Octorina Zamora, mujer wichí, se describió siempre como la joven de 13 años oriunda de una de las localidades más abandonadas, Embarcación, de una de las regiones más golpeadas, el noroeste argentino, en una de las provincias más patriarcales y empobrecidas, Salta. Se veía, y también la seguiremos viendo, como la niña que huyó con sus padres de la iglesia católica y evangélica porque demonizaban su religiosidad ancestral. Esa misma que jamás traicionó y que tenía a las feminidades como epicentro de su cultura.
¿Cómo no sentirnos hermanadas las villeras que tantas veces somos señaladas? Acá mismo, en cualquier rincón descartado de nuestro país, el feminismo villero se abraza a la plurinacionalidad y se hace eco de Octorina: «Para mí la deuda es con los pueblos indígenas, no con el Fondo Monetario Internacional». Es que ella supo, sabe y sabrá cómo fue caminar las rutas salteñas en los 90′, poniendo el cuerpo y tantas carpas como fuesen necesarias para que atiendan los reclamos de todos los pueblos originarios. Solo ella conoce cómo llegó a Fidel Castro, por ejemplo, para que su hija y varios compañeros más fuesen becados por Cuba y así ser los primeros médicos wichís en 200 años. Y con ella, la matriarca de nuestro norte, también se va un faro de la Ley 26.160, siendo una de las tantas que se plantó frente al Congreso de la Nación para la prórroga de los artículos que protegen a las tierras de todas las comunidades contra la carroña empresarial.
«A las 5:36, Octorina i leiyejh hohnat, dejó la tierra», anunciaron sus familiares ayer.
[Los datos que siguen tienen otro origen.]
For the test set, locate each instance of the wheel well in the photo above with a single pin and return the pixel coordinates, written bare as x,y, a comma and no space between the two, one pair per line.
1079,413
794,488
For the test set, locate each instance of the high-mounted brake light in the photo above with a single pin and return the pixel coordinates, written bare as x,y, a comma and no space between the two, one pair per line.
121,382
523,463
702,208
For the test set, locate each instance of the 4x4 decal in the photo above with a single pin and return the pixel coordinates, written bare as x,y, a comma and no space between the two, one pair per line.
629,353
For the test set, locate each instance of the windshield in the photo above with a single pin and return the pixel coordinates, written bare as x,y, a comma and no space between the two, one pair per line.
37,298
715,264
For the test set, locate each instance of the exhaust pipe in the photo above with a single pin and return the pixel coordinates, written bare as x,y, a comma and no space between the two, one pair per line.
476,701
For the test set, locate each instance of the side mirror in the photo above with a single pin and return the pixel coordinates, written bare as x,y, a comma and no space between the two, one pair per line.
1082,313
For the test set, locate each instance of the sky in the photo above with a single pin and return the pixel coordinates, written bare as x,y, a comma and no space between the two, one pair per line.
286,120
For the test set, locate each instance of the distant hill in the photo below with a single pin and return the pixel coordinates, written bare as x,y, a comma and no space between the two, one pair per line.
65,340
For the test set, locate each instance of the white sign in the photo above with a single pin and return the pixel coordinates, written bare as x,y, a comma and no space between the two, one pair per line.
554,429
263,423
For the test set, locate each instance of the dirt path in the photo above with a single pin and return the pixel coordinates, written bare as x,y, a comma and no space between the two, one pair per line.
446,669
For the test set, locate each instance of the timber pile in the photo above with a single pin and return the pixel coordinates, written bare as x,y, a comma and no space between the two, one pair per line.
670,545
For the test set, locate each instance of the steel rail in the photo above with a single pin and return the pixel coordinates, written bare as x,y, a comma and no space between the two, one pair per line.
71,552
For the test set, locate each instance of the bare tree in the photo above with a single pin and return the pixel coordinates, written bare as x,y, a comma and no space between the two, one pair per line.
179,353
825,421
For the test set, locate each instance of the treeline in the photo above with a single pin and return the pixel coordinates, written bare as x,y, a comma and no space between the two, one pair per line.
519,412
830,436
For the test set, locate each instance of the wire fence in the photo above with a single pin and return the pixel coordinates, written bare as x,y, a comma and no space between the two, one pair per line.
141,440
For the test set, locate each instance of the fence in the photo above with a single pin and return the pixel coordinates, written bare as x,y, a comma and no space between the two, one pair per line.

Pero el luto necesario no se sintetiza en un repaso de su vida sino en las luchas feministas más grandes en lo territorial, como cada vez que denunció los femicidios de las mujeres wichís. De las veces que se encadenó porque no oían sus gritos. O cuando este mismo año, antes de exhalar su último aliento, acompañó 30 denuncias de mujeres víctimas del «chineo», esa práctica común de los criollos que consiste en cazar jóvenes para violarlas y que Octorina siempre categorizó como violaciones sexuales en grupo atravesadas por el crimen racial, «de ninguna manera por una cuestión cultural».
Defensora de la tierra, portadora de una ancestralidad subestimada, Octorina dejó las huellas concretas del feminismo plurinacional que construimos, basta con recordarlas y protegerlas: «Me estoy conviertiendo en árbol, y quiero ser sus hojas, y quiero ser sus flores, porque yo ya tengo las raíces y quiero defenderlas». Como siempre gritabas, desde nuestra entraña villera hoy te decimos: «¡Que el sol te acompañe, compañera!».